Faith leaders ask candidates to give poor ‘living wage’

Left to right, Rev. Sung Yeon Choimorrow, Rev. Michael Livingston, Rev. Andrea Alexander, Rev. Sekinah Hamlin, Rev. Dr. J. Herbert Nelson, Rev. Dr. Ken Brooker Langston, Rabbi Jason Kimelman-Block, gather before the Pope’s visit on Sept. 22, 2015, to ask the Pope to acknowledge the plight of striking low-wage federal contract workers. Photo courtesy of Good Jobs Nation

Adelle M. Banks, Religion News Service

(RNS) On the anniversary of the assassination of the Rev.
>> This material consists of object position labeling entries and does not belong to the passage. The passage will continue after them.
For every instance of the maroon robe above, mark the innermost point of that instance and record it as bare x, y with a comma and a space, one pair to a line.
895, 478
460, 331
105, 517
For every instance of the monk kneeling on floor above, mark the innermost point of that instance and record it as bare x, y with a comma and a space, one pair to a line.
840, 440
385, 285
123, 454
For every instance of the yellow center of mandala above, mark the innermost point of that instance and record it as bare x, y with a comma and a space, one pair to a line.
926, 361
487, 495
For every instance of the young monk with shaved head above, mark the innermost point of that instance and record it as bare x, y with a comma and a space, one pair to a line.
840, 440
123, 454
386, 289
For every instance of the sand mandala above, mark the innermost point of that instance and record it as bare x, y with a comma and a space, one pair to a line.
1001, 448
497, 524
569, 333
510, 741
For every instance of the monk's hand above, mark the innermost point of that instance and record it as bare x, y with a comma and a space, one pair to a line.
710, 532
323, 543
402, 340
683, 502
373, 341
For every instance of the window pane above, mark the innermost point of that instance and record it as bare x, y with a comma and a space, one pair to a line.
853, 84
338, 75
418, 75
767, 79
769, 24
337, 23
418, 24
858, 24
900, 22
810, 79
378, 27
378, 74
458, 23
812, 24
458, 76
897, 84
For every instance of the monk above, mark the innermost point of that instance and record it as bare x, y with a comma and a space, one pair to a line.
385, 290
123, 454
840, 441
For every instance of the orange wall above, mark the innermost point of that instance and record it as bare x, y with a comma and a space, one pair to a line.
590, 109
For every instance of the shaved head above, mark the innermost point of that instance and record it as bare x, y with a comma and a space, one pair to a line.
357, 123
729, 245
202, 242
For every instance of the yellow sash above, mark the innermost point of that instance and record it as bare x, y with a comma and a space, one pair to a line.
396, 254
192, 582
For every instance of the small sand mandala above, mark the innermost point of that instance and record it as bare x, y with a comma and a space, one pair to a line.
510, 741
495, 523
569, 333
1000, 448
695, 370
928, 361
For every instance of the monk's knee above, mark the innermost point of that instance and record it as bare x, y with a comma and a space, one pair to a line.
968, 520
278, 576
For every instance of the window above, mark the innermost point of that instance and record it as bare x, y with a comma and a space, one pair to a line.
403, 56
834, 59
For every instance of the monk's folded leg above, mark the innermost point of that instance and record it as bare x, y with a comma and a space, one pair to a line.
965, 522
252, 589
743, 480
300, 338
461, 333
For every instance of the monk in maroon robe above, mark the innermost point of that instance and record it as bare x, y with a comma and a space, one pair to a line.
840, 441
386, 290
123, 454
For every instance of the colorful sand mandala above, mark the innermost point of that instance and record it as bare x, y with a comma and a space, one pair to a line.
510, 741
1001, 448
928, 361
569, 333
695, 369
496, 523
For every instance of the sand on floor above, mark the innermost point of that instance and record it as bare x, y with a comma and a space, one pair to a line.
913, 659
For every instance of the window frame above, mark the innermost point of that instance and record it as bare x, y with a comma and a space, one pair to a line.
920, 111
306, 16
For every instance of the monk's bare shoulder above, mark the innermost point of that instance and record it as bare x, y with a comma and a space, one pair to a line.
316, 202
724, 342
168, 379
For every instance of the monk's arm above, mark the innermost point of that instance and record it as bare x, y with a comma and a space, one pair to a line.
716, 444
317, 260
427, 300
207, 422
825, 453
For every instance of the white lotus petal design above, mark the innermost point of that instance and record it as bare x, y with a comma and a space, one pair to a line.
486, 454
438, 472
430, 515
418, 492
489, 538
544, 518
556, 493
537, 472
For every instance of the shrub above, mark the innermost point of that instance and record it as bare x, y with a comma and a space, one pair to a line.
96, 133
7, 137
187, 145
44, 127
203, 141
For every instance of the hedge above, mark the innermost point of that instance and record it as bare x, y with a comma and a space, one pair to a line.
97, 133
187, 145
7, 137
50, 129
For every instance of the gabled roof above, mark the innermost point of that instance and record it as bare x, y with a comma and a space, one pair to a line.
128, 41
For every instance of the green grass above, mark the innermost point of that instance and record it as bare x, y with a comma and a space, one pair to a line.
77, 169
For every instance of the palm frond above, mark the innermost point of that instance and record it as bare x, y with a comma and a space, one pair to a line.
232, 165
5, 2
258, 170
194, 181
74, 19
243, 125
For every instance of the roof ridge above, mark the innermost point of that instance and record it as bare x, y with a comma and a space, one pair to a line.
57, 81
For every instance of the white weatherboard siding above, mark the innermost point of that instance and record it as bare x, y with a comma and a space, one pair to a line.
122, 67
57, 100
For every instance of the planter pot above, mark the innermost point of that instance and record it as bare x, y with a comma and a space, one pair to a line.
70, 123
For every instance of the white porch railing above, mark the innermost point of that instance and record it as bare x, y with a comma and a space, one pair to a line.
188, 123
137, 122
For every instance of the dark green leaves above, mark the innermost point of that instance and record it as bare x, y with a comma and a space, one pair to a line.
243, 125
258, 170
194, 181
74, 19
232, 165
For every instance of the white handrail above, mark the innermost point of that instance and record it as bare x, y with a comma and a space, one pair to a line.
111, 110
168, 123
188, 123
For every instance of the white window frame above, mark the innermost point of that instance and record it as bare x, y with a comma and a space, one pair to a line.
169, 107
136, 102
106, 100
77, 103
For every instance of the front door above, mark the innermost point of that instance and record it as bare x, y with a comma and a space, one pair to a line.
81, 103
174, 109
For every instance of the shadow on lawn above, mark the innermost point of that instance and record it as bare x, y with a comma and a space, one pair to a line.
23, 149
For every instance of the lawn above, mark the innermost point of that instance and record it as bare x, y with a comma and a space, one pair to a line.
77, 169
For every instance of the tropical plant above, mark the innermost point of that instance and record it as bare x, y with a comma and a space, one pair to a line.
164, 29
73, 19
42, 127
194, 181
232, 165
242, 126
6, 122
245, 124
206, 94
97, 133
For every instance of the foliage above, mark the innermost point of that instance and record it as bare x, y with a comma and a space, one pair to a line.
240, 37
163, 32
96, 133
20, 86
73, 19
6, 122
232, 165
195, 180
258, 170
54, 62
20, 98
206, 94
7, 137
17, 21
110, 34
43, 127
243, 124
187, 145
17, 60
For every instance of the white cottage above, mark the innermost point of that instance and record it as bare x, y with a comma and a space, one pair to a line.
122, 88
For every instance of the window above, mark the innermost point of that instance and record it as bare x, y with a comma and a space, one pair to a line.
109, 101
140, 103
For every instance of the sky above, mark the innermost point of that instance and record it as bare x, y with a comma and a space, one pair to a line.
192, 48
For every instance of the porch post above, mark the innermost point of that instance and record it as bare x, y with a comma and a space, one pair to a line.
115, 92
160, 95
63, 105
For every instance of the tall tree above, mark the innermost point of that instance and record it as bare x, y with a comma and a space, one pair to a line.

Martin Luther King Jr., dozens of faith leaders are calling for the U.S. presidential candidates to include a “living wage” for low-income workers in their political agendas.

The move comes amid growing momentum for a wage hike and just days after state officials of New York and California acted to increase their minimum wage to $15 an hour.

“Today, we call on all those who are seeking the Presidency of the United States to honor the legacy of Dr. King and stand in solidarity with all people who are seeking to achieve racial and economic justice in our society,” they say in an “Interfaith Call for Moral Action on the Economy,”that will be publicly released on Monday (April 4).